Interwoven throughout the episode are two musical breaks. The first with Vassar and Rich playing “I Do Wish You Were Beer” and the second with Frampton playing one of his biggest hits “Do You Feel Like We Do” acoustically with his writing partner Gordon Kennedy.

Being able to release music off of your own label certainly has its liberties, something which Rich has been able to learn and uses to his advantage. He explains that nowadays, he’s being able to be guided by fans and not do things the other way around.

“The fans ultimately decide if you have a hit or not, I don’t think the label should decide if you have a hit, I think the fans oughta decide if you have a hit … So starting our own record label, we get to determine what songs come out, when they come out, how long we push them, how we push them, the strategies behind how we promote our music and we’re having more success doing it that way then maybe ever at radio,” he explains. 

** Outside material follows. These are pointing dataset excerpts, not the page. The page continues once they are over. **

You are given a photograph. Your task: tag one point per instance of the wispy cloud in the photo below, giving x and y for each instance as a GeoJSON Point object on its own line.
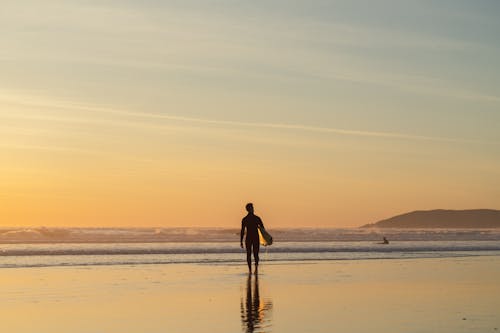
{"type": "Point", "coordinates": [127, 117]}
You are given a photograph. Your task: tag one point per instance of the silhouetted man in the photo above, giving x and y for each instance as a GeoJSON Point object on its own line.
{"type": "Point", "coordinates": [251, 223]}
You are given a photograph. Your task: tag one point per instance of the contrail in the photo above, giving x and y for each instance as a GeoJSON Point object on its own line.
{"type": "Point", "coordinates": [233, 123]}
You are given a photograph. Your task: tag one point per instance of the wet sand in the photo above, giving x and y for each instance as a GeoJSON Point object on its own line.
{"type": "Point", "coordinates": [411, 295]}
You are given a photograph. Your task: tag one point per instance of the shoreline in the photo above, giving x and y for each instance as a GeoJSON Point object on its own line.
{"type": "Point", "coordinates": [399, 295]}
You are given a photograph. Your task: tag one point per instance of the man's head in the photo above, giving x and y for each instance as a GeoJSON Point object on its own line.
{"type": "Point", "coordinates": [249, 207]}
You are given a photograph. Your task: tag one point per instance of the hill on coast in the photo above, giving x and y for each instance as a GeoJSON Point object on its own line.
{"type": "Point", "coordinates": [441, 218]}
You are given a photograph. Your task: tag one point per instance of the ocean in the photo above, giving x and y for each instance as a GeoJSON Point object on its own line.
{"type": "Point", "coordinates": [43, 247]}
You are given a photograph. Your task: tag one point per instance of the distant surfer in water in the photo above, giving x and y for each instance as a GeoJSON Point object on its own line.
{"type": "Point", "coordinates": [251, 223]}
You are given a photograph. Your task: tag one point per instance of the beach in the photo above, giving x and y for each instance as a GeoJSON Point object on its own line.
{"type": "Point", "coordinates": [389, 295]}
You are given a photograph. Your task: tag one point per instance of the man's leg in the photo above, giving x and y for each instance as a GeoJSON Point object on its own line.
{"type": "Point", "coordinates": [249, 256]}
{"type": "Point", "coordinates": [256, 247]}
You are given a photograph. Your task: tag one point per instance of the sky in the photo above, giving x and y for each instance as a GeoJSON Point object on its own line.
{"type": "Point", "coordinates": [178, 113]}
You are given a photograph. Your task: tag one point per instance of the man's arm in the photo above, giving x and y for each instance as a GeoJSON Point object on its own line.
{"type": "Point", "coordinates": [242, 232]}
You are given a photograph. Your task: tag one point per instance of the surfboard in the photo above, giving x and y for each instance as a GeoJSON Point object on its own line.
{"type": "Point", "coordinates": [264, 237]}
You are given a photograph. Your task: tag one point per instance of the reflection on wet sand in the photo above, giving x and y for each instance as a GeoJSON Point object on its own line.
{"type": "Point", "coordinates": [255, 315]}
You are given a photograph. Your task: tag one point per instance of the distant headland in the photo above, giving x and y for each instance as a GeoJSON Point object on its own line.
{"type": "Point", "coordinates": [441, 218]}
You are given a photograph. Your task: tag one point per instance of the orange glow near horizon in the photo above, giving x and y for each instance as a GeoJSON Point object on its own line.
{"type": "Point", "coordinates": [178, 114]}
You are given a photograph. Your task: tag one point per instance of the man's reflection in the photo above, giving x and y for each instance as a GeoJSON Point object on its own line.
{"type": "Point", "coordinates": [255, 316]}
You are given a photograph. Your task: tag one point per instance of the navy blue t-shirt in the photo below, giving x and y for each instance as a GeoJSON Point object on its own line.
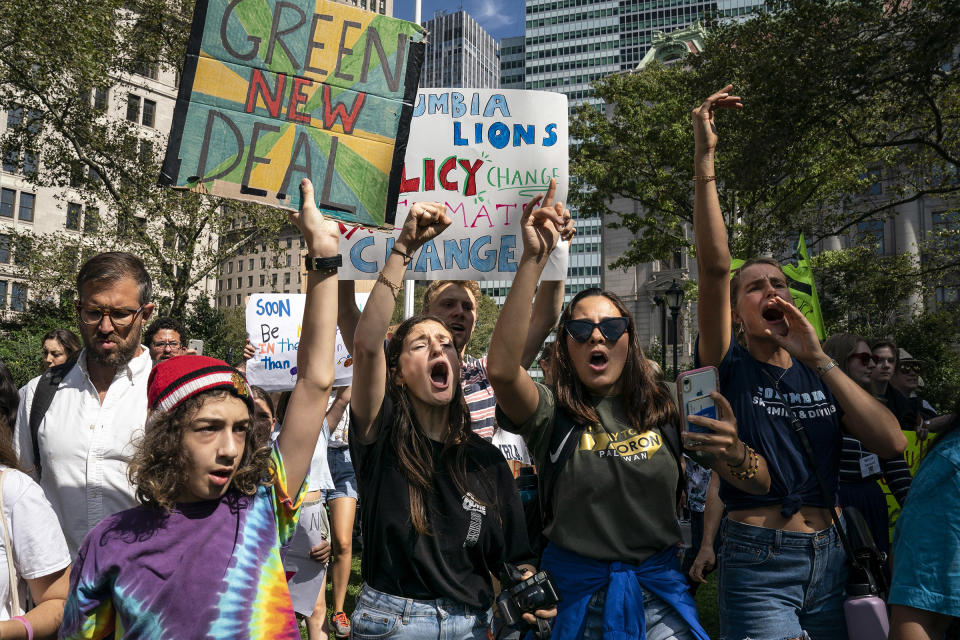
{"type": "Point", "coordinates": [757, 391]}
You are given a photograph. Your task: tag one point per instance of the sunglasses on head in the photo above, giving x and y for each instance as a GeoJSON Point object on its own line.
{"type": "Point", "coordinates": [610, 328]}
{"type": "Point", "coordinates": [864, 358]}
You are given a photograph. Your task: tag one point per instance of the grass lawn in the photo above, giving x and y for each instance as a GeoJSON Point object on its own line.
{"type": "Point", "coordinates": [706, 600]}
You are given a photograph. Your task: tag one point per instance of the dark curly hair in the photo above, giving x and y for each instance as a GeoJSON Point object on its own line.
{"type": "Point", "coordinates": [158, 468]}
{"type": "Point", "coordinates": [414, 455]}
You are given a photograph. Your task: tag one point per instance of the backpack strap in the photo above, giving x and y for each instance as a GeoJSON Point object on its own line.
{"type": "Point", "coordinates": [42, 398]}
{"type": "Point", "coordinates": [671, 433]}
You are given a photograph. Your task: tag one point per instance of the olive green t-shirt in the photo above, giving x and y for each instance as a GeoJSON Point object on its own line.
{"type": "Point", "coordinates": [615, 496]}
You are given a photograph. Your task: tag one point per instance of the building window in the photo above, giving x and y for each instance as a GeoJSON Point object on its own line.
{"type": "Point", "coordinates": [73, 216]}
{"type": "Point", "coordinates": [149, 112]}
{"type": "Point", "coordinates": [100, 97]}
{"type": "Point", "coordinates": [18, 297]}
{"type": "Point", "coordinates": [876, 186]}
{"type": "Point", "coordinates": [91, 220]}
{"type": "Point", "coordinates": [27, 201]}
{"type": "Point", "coordinates": [870, 232]}
{"type": "Point", "coordinates": [7, 199]}
{"type": "Point", "coordinates": [148, 70]}
{"type": "Point", "coordinates": [133, 107]}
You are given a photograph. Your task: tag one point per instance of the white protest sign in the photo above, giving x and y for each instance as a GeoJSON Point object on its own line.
{"type": "Point", "coordinates": [485, 153]}
{"type": "Point", "coordinates": [274, 322]}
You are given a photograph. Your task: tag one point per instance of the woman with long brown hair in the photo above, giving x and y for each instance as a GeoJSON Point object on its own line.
{"type": "Point", "coordinates": [611, 512]}
{"type": "Point", "coordinates": [782, 569]}
{"type": "Point", "coordinates": [37, 546]}
{"type": "Point", "coordinates": [440, 510]}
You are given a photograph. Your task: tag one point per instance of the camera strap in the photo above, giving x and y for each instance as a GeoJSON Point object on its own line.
{"type": "Point", "coordinates": [807, 446]}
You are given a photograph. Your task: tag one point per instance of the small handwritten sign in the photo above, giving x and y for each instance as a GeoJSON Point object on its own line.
{"type": "Point", "coordinates": [274, 322]}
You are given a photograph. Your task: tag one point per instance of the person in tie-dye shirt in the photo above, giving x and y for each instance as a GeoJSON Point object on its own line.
{"type": "Point", "coordinates": [200, 558]}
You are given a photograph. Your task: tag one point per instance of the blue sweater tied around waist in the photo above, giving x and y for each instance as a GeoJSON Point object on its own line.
{"type": "Point", "coordinates": [578, 578]}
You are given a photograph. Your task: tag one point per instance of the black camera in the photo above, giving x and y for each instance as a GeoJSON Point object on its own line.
{"type": "Point", "coordinates": [526, 596]}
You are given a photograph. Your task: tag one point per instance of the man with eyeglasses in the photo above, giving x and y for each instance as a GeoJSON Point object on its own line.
{"type": "Point", "coordinates": [81, 446]}
{"type": "Point", "coordinates": [165, 338]}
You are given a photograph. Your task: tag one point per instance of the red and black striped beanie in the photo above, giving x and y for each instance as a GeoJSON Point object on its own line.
{"type": "Point", "coordinates": [174, 380]}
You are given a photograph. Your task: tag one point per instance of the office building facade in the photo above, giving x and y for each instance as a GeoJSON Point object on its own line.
{"type": "Point", "coordinates": [459, 53]}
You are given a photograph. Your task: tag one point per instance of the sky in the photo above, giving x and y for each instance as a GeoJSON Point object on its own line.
{"type": "Point", "coordinates": [501, 18]}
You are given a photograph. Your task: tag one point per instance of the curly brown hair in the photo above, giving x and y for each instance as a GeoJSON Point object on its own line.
{"type": "Point", "coordinates": [158, 468]}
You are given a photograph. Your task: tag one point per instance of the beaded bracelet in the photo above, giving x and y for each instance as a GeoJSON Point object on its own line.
{"type": "Point", "coordinates": [753, 465]}
{"type": "Point", "coordinates": [393, 286]}
{"type": "Point", "coordinates": [408, 256]}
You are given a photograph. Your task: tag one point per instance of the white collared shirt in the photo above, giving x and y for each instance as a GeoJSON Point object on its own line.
{"type": "Point", "coordinates": [85, 447]}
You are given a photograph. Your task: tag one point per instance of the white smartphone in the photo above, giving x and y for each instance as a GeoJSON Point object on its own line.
{"type": "Point", "coordinates": [693, 394]}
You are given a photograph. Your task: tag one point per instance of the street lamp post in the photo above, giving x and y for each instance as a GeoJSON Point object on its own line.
{"type": "Point", "coordinates": [662, 304]}
{"type": "Point", "coordinates": [674, 296]}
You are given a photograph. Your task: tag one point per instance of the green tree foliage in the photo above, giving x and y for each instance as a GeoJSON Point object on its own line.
{"type": "Point", "coordinates": [832, 92]}
{"type": "Point", "coordinates": [864, 293]}
{"type": "Point", "coordinates": [54, 58]}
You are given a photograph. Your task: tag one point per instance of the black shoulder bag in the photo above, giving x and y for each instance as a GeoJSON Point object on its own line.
{"type": "Point", "coordinates": [866, 576]}
{"type": "Point", "coordinates": [42, 398]}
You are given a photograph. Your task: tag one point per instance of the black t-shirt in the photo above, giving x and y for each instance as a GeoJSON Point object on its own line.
{"type": "Point", "coordinates": [470, 535]}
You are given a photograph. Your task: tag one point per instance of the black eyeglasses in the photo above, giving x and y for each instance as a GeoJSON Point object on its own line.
{"type": "Point", "coordinates": [864, 358]}
{"type": "Point", "coordinates": [118, 317]}
{"type": "Point", "coordinates": [610, 328]}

Aside from chatting with his longtime friend, Vassar also has the opportunity to speak with Frampton, a musician he’s looked up to for a long time. 

On what he’s up to at this point in his career, Frampton explains how his touring life looks different because he is now joined by his children, namely his son Julian Frampton who has opened up for him. He affectionately calls it their tour bus the “family bus tour.”

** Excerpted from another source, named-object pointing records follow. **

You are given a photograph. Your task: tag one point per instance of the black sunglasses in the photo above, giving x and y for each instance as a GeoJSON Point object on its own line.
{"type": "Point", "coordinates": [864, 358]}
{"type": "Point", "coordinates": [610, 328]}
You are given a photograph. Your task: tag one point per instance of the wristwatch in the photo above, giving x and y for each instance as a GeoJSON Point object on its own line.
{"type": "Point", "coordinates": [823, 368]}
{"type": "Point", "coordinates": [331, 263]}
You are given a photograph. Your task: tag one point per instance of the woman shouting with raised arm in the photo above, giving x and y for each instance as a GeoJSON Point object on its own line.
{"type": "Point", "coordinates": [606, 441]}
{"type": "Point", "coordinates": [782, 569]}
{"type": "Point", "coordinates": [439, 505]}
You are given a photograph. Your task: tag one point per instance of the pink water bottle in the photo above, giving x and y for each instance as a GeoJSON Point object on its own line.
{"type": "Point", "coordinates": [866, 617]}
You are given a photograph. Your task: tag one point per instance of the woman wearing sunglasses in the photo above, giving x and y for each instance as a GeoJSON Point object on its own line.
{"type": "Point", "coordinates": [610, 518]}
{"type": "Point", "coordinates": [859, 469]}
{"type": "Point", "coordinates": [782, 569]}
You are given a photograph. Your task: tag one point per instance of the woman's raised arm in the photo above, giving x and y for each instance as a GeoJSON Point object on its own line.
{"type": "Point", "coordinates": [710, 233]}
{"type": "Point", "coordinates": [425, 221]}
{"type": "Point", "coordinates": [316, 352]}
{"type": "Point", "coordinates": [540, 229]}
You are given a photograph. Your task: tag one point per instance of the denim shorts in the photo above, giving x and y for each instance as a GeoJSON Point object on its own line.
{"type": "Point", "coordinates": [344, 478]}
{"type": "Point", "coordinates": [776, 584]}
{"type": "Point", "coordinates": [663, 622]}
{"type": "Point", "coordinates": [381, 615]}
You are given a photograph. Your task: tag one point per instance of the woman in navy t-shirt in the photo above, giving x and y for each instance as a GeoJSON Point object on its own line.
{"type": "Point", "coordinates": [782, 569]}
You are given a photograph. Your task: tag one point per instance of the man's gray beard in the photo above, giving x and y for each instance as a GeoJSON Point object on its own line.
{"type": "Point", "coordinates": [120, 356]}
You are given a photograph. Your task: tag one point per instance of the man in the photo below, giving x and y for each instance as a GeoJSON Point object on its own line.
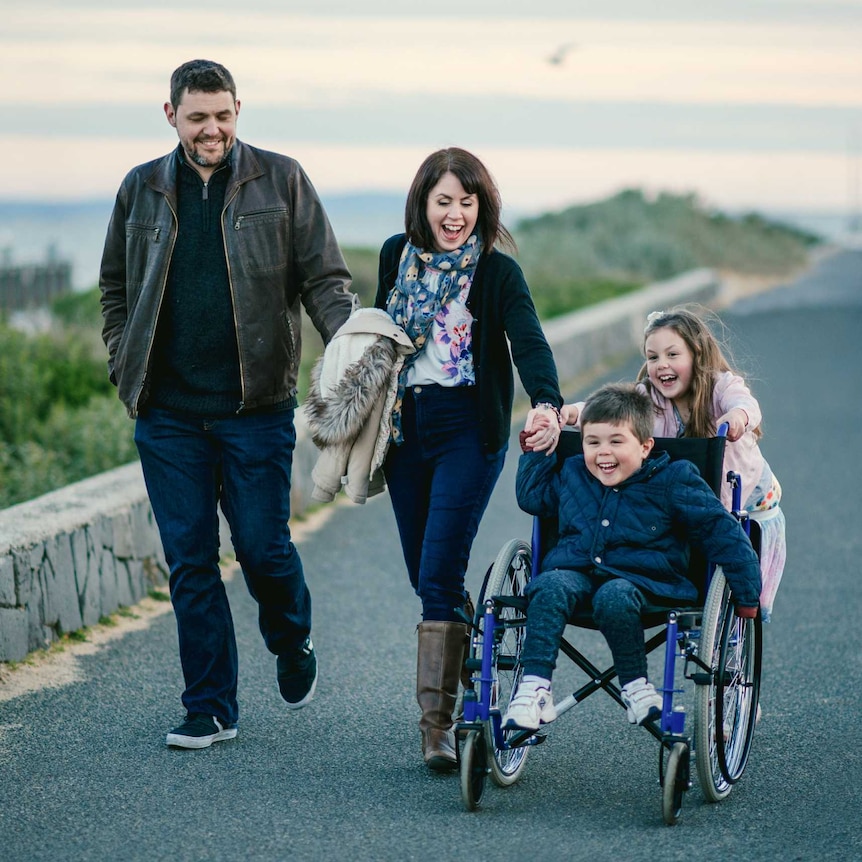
{"type": "Point", "coordinates": [209, 252]}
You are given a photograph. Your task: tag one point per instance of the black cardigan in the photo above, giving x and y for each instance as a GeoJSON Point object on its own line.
{"type": "Point", "coordinates": [502, 307]}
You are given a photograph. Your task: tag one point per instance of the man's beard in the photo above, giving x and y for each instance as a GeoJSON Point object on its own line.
{"type": "Point", "coordinates": [201, 159]}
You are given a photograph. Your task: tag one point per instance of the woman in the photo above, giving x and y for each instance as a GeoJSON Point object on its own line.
{"type": "Point", "coordinates": [458, 299]}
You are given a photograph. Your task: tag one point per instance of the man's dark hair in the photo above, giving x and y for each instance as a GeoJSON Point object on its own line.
{"type": "Point", "coordinates": [620, 404]}
{"type": "Point", "coordinates": [201, 76]}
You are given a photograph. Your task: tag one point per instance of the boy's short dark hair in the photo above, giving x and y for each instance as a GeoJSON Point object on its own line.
{"type": "Point", "coordinates": [201, 76]}
{"type": "Point", "coordinates": [620, 404]}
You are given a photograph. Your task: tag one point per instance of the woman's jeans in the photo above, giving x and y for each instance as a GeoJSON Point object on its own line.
{"type": "Point", "coordinates": [555, 595]}
{"type": "Point", "coordinates": [440, 481]}
{"type": "Point", "coordinates": [191, 464]}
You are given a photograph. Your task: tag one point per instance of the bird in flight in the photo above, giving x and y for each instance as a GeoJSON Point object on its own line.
{"type": "Point", "coordinates": [556, 59]}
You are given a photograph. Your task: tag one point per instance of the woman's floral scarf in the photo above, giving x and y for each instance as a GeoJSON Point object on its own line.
{"type": "Point", "coordinates": [426, 281]}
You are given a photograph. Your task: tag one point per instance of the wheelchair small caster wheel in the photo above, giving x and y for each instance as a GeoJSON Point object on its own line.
{"type": "Point", "coordinates": [676, 783]}
{"type": "Point", "coordinates": [474, 768]}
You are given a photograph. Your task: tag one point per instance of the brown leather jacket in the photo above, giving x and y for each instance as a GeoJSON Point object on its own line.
{"type": "Point", "coordinates": [280, 250]}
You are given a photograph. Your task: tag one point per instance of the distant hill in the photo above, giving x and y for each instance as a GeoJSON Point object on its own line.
{"type": "Point", "coordinates": [571, 257]}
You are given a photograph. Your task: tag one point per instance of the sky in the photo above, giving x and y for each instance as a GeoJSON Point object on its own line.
{"type": "Point", "coordinates": [749, 105]}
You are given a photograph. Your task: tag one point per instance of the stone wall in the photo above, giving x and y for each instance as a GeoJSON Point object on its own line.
{"type": "Point", "coordinates": [77, 554]}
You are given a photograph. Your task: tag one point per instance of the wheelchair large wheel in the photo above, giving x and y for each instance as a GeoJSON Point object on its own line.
{"type": "Point", "coordinates": [725, 709]}
{"type": "Point", "coordinates": [508, 576]}
{"type": "Point", "coordinates": [675, 782]}
{"type": "Point", "coordinates": [474, 768]}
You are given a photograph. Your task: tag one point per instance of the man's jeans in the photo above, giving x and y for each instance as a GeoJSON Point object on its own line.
{"type": "Point", "coordinates": [191, 464]}
{"type": "Point", "coordinates": [440, 481]}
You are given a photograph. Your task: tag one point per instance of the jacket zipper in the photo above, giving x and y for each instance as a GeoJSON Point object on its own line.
{"type": "Point", "coordinates": [233, 297]}
{"type": "Point", "coordinates": [156, 238]}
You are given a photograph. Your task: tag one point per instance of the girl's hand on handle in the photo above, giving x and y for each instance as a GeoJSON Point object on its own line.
{"type": "Point", "coordinates": [737, 420]}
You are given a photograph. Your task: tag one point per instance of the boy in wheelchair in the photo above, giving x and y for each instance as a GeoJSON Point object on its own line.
{"type": "Point", "coordinates": [625, 527]}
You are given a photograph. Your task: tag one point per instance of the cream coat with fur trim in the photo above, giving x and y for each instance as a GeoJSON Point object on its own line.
{"type": "Point", "coordinates": [349, 404]}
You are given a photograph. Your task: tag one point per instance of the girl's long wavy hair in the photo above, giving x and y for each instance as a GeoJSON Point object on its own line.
{"type": "Point", "coordinates": [708, 360]}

In talking about this he’s reminded of his own days starting out in which he fondly remembers being awestruck by Keith Richards and Mick Jagger while playing a British TV show “Ready Steady Go!” at 14.

Little did he know at the time that he would become one of the biggest arena rock stars of the ‘70s, namely due to his hugely successful live album from 1976, Frampton Comes Alive! Frampton explains the magic of live albums on vinyl. 

“Wherever you put the needle down, it makes you smile, and it’s just a vibe that comes off there. We were having so much fun. It was the very first headline show we’d ever done in San Francisco and it was 7000 people at Winterland and we were so excited and they were excited that we were doing the first headline. So that was there that day. We didn’t even think about recording; we were just nervous about filling an hour and a half, you know? We’ve been doing 45 minutes as an opening act,” he says. 

As an inspiring way to finish things off, Frampton gives this piece of advice: “Be the person to make the trend in music, not the one that gets told to follow the trend.”